乾ききった土の上、崩れかけた柵にもたれながら、ナツキは痩せた牛に水を差し出していた。どこか命の灯が消えかけているような、その牛の姿に胸が締めつけられる。
【ナツキ】「お願い……飲んで。せめて、一口だけでも……」
だが牛は微かに顔を動かしただけで、再び目を閉じてしまう。
そのとき──
ザザッ……ガサガサガサッ……!
茂みをかき分ける不穏な音が響き、村の静けさが一変した。
【村人の叫び】「魔物だあああ!! ゴブリンが来たぞーっ!!」
ナツキの心臓が跳ね上がる。柵越しに見えたのは、十数体の小柄な緑の魔物たち──ゴブリン。手には棍棒、錆びた刃物、不気味に光る目。唇を歪めて、まるで笑っているかのようだった。
【ナツキ】「や、やだ……来ないで……」
村人たちは叫びながら家の中へ逃げ込み、家畜たちは檻の中で暴れ出す。ゴブリンの一匹が豚小屋に飛びかかり、別の一匹は鶏小屋を蹴り壊す。
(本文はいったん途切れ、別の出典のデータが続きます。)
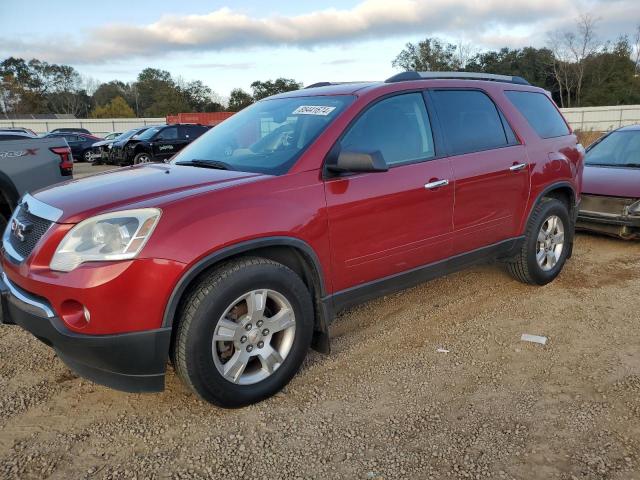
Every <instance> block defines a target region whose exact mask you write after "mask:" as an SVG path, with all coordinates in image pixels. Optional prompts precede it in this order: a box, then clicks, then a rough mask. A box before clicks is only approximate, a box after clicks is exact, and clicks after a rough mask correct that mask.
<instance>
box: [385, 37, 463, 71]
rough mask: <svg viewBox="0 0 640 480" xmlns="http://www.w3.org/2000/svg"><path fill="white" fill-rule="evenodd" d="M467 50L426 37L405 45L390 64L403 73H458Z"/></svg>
mask: <svg viewBox="0 0 640 480" xmlns="http://www.w3.org/2000/svg"><path fill="white" fill-rule="evenodd" d="M468 54H469V51H468V48H467V47H465V46H463V45H461V46H460V48H459V47H458V46H457V45H453V44H451V43H447V42H444V41H442V40H440V39H438V38H435V37H427V38H425V39H424V40H422V41H421V42H418V43H407V44H406V45H405V48H404V50H402V51H401V52H400V53H399V54H398V56H397V57H396V58H395V59H394V60H393V62H392V63H391V65H392V66H394V67H396V68H401V69H403V70H405V71H418V72H437V71H458V70H462V69H463V68H464V67H465V65H464V63H462V62H464V61H466V59H467V58H468Z"/></svg>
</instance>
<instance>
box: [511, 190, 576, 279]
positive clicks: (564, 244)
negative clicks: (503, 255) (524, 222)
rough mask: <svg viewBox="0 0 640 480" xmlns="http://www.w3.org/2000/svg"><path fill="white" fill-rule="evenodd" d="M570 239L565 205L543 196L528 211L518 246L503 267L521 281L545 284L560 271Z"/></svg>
mask: <svg viewBox="0 0 640 480" xmlns="http://www.w3.org/2000/svg"><path fill="white" fill-rule="evenodd" d="M572 239H573V230H572V226H571V222H570V220H569V211H568V209H567V205H566V204H565V203H563V202H561V201H560V200H557V199H555V198H544V199H543V200H542V201H541V202H540V203H539V204H538V205H537V206H536V208H535V210H534V211H533V213H532V214H531V217H530V219H529V223H528V225H527V231H526V234H525V241H524V244H523V246H522V249H521V250H520V252H519V253H518V254H517V255H516V257H514V258H513V259H511V260H510V261H509V262H508V263H507V269H508V270H509V273H511V275H512V276H513V277H514V278H516V279H518V280H520V281H521V282H524V283H530V284H533V285H545V284H547V283H549V282H551V281H552V280H553V279H555V278H556V277H557V276H558V274H559V273H560V271H561V270H562V267H563V266H564V263H565V261H566V259H567V255H568V253H569V248H570V247H569V245H570V242H571V241H572Z"/></svg>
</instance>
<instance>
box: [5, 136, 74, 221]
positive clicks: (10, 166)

怒号、悲鳴、割れる音。すべてが混ざり合って、ナツキの思考がぐちゃぐちゃになる。
【ナツキ】「……誰か……誰か、助けて……!」
納屋の影に身を潜めながら、震える手で口を押さえる。膝が笑い、涙が止まらない。怖い──怖くて、叫び出したくなる。でも声を出せば、見つかる。殺される。
死を、はっきりと意識した。
時を同じくしてリュウジたちは………
【リュウジ】「……今の、聞こえたか?」
風に乗って、かすかに届いた悲鳴。それはただの幻聴ではなかった。
【タケト】「ああ、確かに聞こえた。しかも、近い……!」
リュウジは表情を引き締め、村の方角をにらみつける。
【リュウジ】「急げ! ウルフたち、全速力だ!!」
ウルフたちが咆哮を上げる。車体が跳ねる。だが今は、揺れなんて気にならなかった。とにかく──一秒でも早く、村へたどり着きたかった。
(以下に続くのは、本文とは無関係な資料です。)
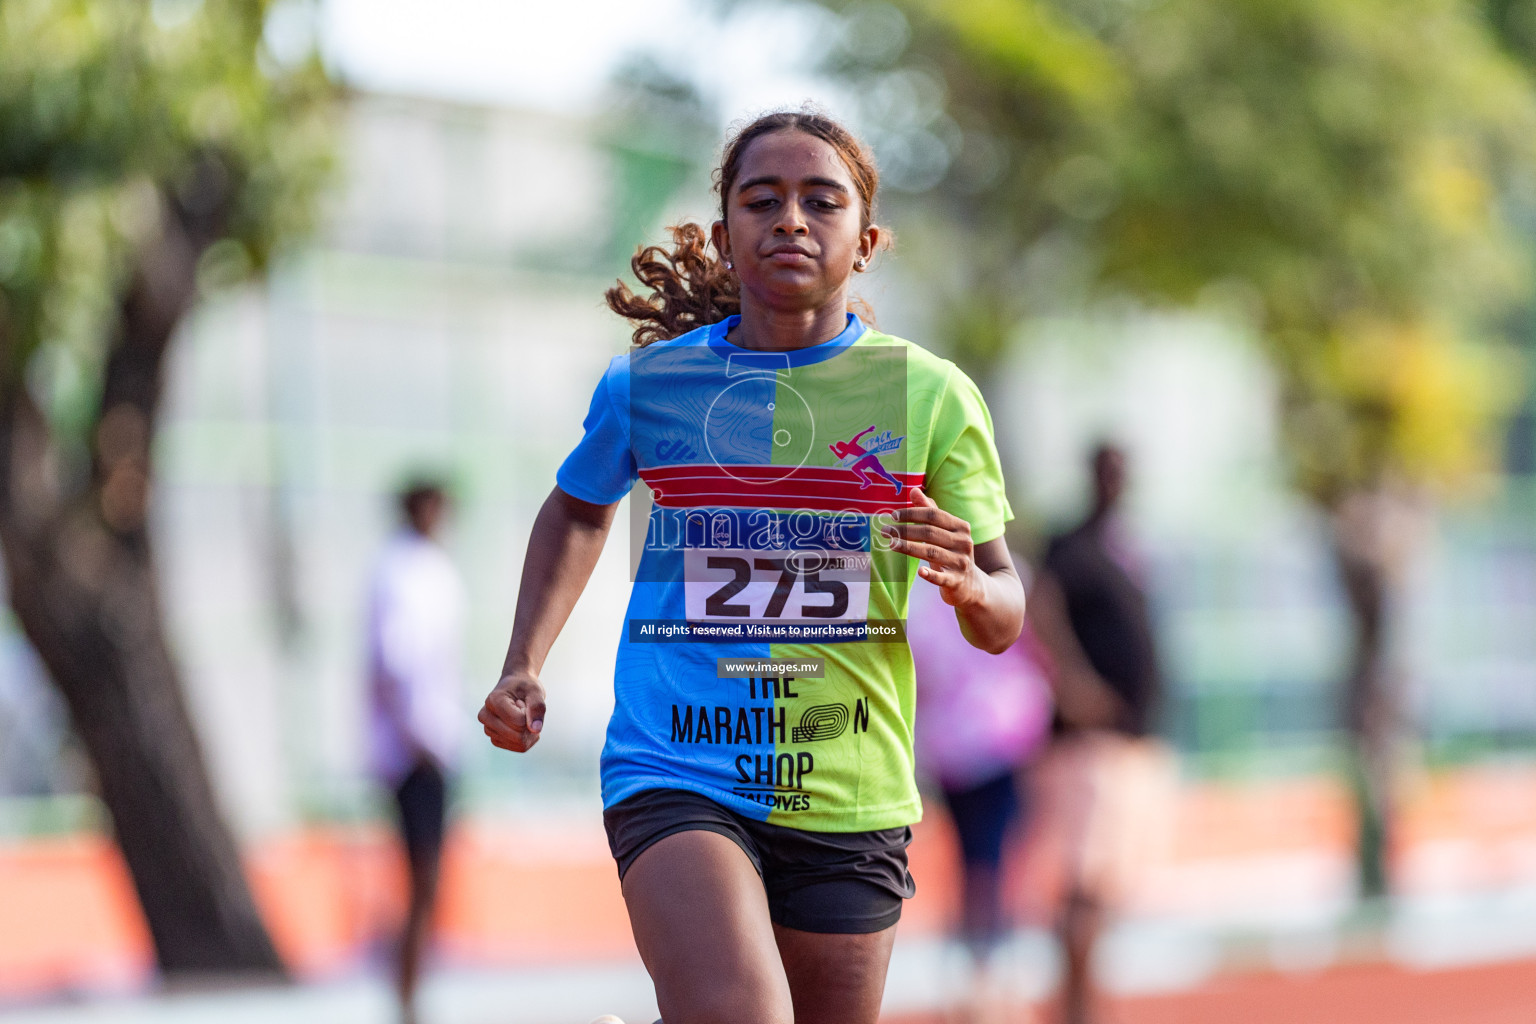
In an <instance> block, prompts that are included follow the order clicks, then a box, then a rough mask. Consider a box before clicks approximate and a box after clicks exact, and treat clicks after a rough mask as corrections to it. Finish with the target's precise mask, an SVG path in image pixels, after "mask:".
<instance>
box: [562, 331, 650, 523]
mask: <svg viewBox="0 0 1536 1024" xmlns="http://www.w3.org/2000/svg"><path fill="white" fill-rule="evenodd" d="M627 370H628V361H627V359H625V358H624V356H617V358H616V359H614V361H613V362H610V364H608V370H607V372H605V373H604V375H602V379H601V381H598V390H594V391H593V395H591V405H590V407H588V410H587V419H585V421H582V430H584V431H585V433H584V434H582V439H581V442H579V444H578V445H576V448H574V450H573V451H571V453H570V454H568V456H565V462H562V464H561V468H559V471H556V474H554V482H556V484H559V487H561V490H562V491H565V493H567V494H570V496H571V497H578V499H581V500H584V502H591V504H593V505H611V504H614V502H616V500H619V499H621V497H624V496H625V494H628V493H630V487H631V485H633V484H634V477H636V476H637V474H639V470H637V467H636V464H634V453H633V451H631V450H630V424H628V418H627V416H624V411H627V410H624V408H622V405H625V404H627V401H625V399H627V388H625V387H624V384H625V381H627V376H625V375H627ZM614 378H617V381H614Z"/></svg>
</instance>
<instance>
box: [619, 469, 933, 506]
mask: <svg viewBox="0 0 1536 1024" xmlns="http://www.w3.org/2000/svg"><path fill="white" fill-rule="evenodd" d="M777 474H783V476H777ZM891 476H894V477H895V479H899V481H900V482H902V488H903V493H902V494H895V493H894V491H895V488H892V487H891V485H889V482H886V481H885V479H883V477H879V476H876V477H874V479H869V485H868V487H860V485H859V482H860V474H857V473H854V471H852V470H848V468H828V467H800V468H797V470H790V468H788V467H773V465H730V467H720V465H662V467H651V468H647V470H641V479H642V481H645V484H647V485H648V487H650V488H651V491H654V494H656V504H657V505H662V507H664V508H697V507H714V508H809V510H816V511H854V513H860V514H866V516H868V514H874V513H880V511H894V510H897V508H906V507H909V505H911V504H912V502H911V499H909V497H908V496H906V488H911V487H922V484H923V479H925V477H923V474H922V473H892V474H891ZM776 477H777V479H776Z"/></svg>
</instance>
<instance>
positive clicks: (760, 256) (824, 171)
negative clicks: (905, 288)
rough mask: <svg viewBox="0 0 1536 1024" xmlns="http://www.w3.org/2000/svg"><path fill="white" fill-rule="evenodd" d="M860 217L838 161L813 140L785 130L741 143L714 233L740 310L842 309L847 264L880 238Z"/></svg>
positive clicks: (859, 206) (865, 255)
mask: <svg viewBox="0 0 1536 1024" xmlns="http://www.w3.org/2000/svg"><path fill="white" fill-rule="evenodd" d="M862 220H863V206H862V203H860V200H859V192H857V190H856V189H854V181H852V177H851V175H849V173H848V166H846V164H845V163H843V158H842V157H839V155H837V150H836V149H833V147H831V146H829V144H828V143H825V141H822V140H820V138H817V137H814V135H808V134H805V132H799V130H793V129H790V130H782V132H774V134H771V135H762V137H760V138H756V140H753V141H751V143H748V146H746V152H745V154H742V163H740V170H739V173H737V175H736V181H734V183H733V184H731V193H730V195H728V197H727V200H725V220H723V221H716V223H714V227H713V236H714V246H716V249H717V250H719V252H720V253H722V255H723V256H725V258H727V259H730V261H731V263H733V264H734V266H736V276H737V278H739V279H740V282H742V299H743V306H746V304H748V302H751V301H756V302H757V304H762V306H766V307H770V309H776V310H785V312H790V310H819V309H823V307H826V306H829V304H837V306H839V309H842V307H843V306H846V301H848V278H849V275H852V272H854V261H857V259H869V256H871V253H874V246H876V243H877V241H879V236H880V229H879V227H874V226H869V227H863V226H862Z"/></svg>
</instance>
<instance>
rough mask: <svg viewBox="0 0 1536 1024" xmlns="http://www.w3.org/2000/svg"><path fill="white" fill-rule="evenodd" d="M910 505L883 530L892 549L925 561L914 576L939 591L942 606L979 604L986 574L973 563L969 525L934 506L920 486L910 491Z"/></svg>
mask: <svg viewBox="0 0 1536 1024" xmlns="http://www.w3.org/2000/svg"><path fill="white" fill-rule="evenodd" d="M912 502H914V504H912V507H911V508H900V510H897V511H895V513H894V516H892V517H894V519H895V525H894V527H885V528H883V530H882V533H883V534H885V536H886V537H888V539H889V542H891V550H892V551H900V553H902V554H909V556H912V557H914V559H922V560H923V562H926V565H919V567H917V574H919V576H922V577H923V579H925V580H928V582H929V583H934V585H935V586H938V588H940V593H942V596H943V599H945V603H948V605H952V606H955V608H960V606H968V605H974V603H977V602H980V600H982V599H983V597H985V596H986V573H983V571H982V568H980V567H978V565H977V563H975V547H974V545H972V542H971V524H968V522H966V520H965V519H960V517H958V516H952V514H949V513H946V511H945V510H943V508H940V507H938V505H935V504H934V499H932V497H929V496H928V494H925V493H923V488H920V487H914V488H912Z"/></svg>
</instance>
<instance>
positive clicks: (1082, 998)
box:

土煙を上げながら走るウルフ車の中で、リュウジの胸は焦燥で締めつけられていた。
【リュウジ】「たのむ!……間に合ってくれよ!」
吹き抜ける風が、彼の背を押す。
物語は、絶望の淵で助けを求める声に応えるため、今まさに走り出した──。
ホノエ村編が動き出しました。
一見ただの農業探索のようでいて、そこには生きるためにもがく人々の姿があります。
ナツキの“助けて”という声が、どんな変化をもたらすのか。
ここから、物語は少しずつ深くなっていきます。